Figure 5 Effects of Mitogen-activated protein kinases inhibitors on lipopolysaccharide-induced action in interstitial cells of Cajal. A: Pacemaker currents of interstitial cells of Cajal (ICCs) incubated at 37  °C with 200 μg/mL of lipopolysaccharide (LPS) for 12 h at a holding potential of -70 mV; B: Pacemaker currents after pretreatment with PD 98059 (10 μmol/L) for 2 h prior to LPS incubation; C: Pacemaker currents after pretreatment with SB 203580 (10 μmol/L) for 2 h prior to LPS incubation; D: Pacemaker currents after pretreatment with c-Jun N-terminal kinase (JNK) inhibitor II (10 μmol/L) for 2 h prior to LPS incubation. The effects of mitogen-activated protein kinases inhibitors on the LPS-induced action are summarized in E and F. Bars represent mean ± SE values (n = 7 per group). ^aP < 0.05 vs LPS.

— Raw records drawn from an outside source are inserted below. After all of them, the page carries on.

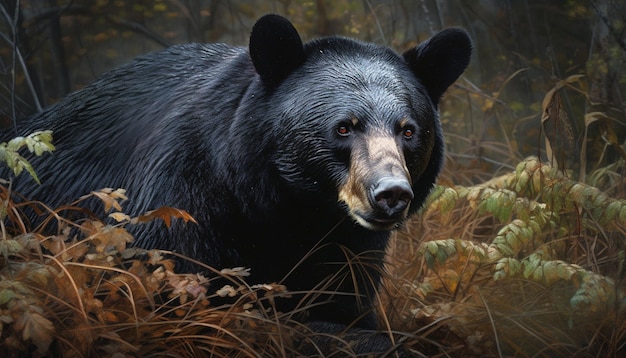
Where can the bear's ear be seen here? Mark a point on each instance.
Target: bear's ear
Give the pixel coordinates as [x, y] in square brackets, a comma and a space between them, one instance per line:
[439, 61]
[275, 48]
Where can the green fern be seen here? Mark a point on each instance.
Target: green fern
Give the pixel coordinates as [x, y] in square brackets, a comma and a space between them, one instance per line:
[37, 143]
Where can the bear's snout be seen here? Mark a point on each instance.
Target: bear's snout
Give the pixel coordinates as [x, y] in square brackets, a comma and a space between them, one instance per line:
[391, 196]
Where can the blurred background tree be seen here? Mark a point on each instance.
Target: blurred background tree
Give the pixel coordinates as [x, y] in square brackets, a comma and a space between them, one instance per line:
[546, 78]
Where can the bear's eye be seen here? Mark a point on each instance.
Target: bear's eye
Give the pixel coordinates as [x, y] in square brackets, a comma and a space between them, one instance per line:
[343, 130]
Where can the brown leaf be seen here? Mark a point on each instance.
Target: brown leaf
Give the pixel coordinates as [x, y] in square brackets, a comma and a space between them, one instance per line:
[164, 213]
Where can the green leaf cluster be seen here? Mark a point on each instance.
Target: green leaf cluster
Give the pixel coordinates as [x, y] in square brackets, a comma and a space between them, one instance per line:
[37, 143]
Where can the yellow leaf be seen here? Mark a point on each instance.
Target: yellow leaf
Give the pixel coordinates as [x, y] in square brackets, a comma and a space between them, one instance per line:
[164, 213]
[119, 217]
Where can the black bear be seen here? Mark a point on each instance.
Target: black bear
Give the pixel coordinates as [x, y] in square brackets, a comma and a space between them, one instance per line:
[296, 160]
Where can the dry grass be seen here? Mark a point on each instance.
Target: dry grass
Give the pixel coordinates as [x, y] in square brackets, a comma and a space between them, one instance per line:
[529, 264]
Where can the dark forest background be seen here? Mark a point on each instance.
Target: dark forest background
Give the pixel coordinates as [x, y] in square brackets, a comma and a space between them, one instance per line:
[511, 256]
[566, 53]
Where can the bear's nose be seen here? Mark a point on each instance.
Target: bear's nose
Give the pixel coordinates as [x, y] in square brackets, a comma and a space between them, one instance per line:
[392, 195]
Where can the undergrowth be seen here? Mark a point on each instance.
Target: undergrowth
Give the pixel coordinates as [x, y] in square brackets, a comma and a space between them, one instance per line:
[527, 264]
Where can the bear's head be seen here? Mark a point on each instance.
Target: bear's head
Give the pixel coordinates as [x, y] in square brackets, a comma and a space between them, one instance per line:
[356, 119]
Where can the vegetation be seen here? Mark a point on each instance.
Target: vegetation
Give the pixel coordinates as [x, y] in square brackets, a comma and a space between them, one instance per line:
[519, 252]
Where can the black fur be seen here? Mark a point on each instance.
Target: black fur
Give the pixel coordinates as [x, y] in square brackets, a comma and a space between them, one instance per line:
[246, 142]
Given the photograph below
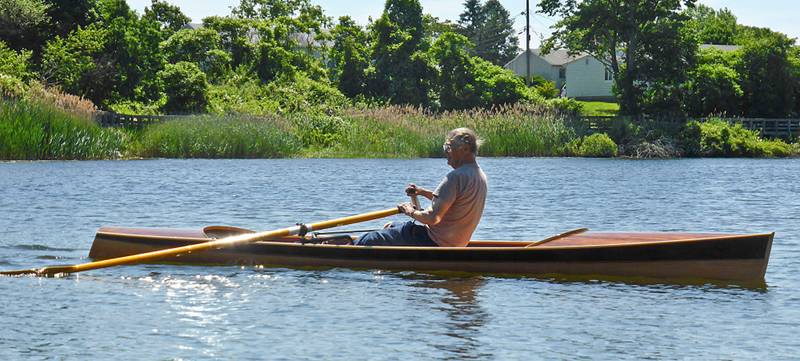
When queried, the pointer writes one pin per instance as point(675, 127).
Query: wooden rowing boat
point(712, 256)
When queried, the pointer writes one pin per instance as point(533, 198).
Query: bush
point(33, 130)
point(714, 89)
point(289, 94)
point(228, 137)
point(597, 145)
point(186, 87)
point(718, 138)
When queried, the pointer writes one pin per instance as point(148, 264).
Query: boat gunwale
point(467, 249)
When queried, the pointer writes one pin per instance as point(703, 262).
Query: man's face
point(455, 152)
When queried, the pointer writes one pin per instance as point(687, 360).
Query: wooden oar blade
point(558, 236)
point(50, 271)
point(215, 244)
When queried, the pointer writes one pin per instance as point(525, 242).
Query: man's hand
point(406, 208)
point(412, 189)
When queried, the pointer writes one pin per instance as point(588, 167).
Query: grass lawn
point(599, 108)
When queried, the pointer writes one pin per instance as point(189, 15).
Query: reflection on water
point(458, 300)
point(50, 211)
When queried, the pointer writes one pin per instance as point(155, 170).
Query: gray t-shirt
point(461, 197)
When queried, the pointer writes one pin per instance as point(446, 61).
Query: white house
point(580, 76)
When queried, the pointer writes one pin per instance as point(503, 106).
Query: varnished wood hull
point(741, 258)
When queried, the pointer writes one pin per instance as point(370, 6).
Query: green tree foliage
point(402, 72)
point(186, 87)
point(169, 17)
point(767, 81)
point(499, 43)
point(466, 81)
point(712, 26)
point(714, 89)
point(68, 15)
point(200, 46)
point(456, 81)
point(77, 63)
point(350, 55)
point(237, 36)
point(471, 21)
point(490, 28)
point(656, 51)
point(22, 21)
point(14, 63)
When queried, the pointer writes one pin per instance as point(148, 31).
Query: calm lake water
point(49, 212)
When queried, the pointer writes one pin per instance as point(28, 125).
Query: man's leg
point(397, 234)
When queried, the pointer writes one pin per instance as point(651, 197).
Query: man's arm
point(413, 189)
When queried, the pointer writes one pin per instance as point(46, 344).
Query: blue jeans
point(398, 234)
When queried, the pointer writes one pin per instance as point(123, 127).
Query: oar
point(558, 236)
point(217, 244)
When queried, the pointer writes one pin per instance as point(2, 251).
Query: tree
point(169, 17)
point(402, 71)
point(186, 88)
point(491, 29)
point(465, 81)
point(237, 37)
point(456, 81)
point(68, 15)
point(768, 85)
point(78, 64)
point(498, 42)
point(655, 50)
point(14, 63)
point(350, 56)
point(714, 89)
point(712, 26)
point(471, 20)
point(22, 21)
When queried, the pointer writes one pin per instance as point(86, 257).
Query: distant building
point(579, 76)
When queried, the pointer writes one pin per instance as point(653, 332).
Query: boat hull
point(662, 255)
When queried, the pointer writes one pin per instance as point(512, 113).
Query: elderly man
point(456, 205)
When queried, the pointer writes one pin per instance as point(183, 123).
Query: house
point(579, 76)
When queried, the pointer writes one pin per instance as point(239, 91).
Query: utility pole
point(528, 42)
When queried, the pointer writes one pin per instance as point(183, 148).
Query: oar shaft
point(221, 243)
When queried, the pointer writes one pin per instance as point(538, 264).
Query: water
point(49, 212)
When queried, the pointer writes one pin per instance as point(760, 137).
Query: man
point(456, 205)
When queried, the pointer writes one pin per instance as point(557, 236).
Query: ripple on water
point(173, 312)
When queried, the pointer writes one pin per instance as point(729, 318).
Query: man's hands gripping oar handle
point(217, 244)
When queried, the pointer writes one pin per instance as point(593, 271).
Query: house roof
point(555, 57)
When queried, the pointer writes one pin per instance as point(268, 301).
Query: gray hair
point(465, 136)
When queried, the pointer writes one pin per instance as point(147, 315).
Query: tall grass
point(214, 137)
point(34, 130)
point(411, 132)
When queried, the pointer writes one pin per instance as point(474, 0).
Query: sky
point(779, 15)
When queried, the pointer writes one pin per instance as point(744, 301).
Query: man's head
point(461, 146)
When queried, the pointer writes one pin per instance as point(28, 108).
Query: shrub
point(33, 130)
point(186, 87)
point(597, 145)
point(227, 137)
point(714, 89)
point(718, 138)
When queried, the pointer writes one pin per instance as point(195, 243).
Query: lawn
point(599, 108)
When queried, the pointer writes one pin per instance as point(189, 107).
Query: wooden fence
point(768, 127)
point(772, 128)
point(111, 119)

Figure 6 Effects of mitogen-activated protein kinases inhibitors on prostaglandin E2-induced action in interstitial cells of Cajal. A: Pacemaker currents of interstitial cells of Cajal (ICCs) treated with 5 μmol/L prostaglandin E2 (PGE₂) at a holding potential of -70 mV; B: Pacemaker currents after pretreatment with PD 98059 (10 μmol/L) prior to PGE₂ treatment; C: Pacemaker currents after pretreatment with SB 203580 (10 μmol/L) prior to PGE₂ treatment. The effects of mitogen-activated protein kinases inhibitors on the PGE₂-induced action are summarized in D and E. Bars represent mean ± SE values (n = 4 per group). ^aP < 0.05 vs PGE₂. Con: Control, PD: PD 98059, SB: SB203580.

Figure 7 Effects of mitogen-activated protein kinases inhibitors on (±)-S-nitroso-N-acetylpenicillamine-induced action in interstitial cells of Cajal. A: Pacemaker currents of interstitial cells of Cajal (ICCs) treated with 100 μmol/L SNAP at a holding potential of -70 mV; B: Pacemaker currents after pretreatment with PD 98059 (10 μmol/L) prior to SNAP treatment; C: Pacemaker currents after pretreatment with SB 203580 (10 μmol/L) prior to SNAP treatment; D: Pacemaker currents after pretreatment with L-NAME (10 μmol/L) prior to prostaglandin E2 (PGE₂) (5 μmol/L) treatment. The effects of mitogen-activated protein kinases inhibitors on the (±)-S-nitroso-N-acetylpenicillamine-induced action are summarized in E and F. Bars represent mean ± SE values (n = 5 per group). Con: Control, PD: PD 98059, SB: SB203580; SNAP: S-nitroso-N-acetylpenicillamine; L-NAME: NG-Nitro-L-arginine Methyl Ester.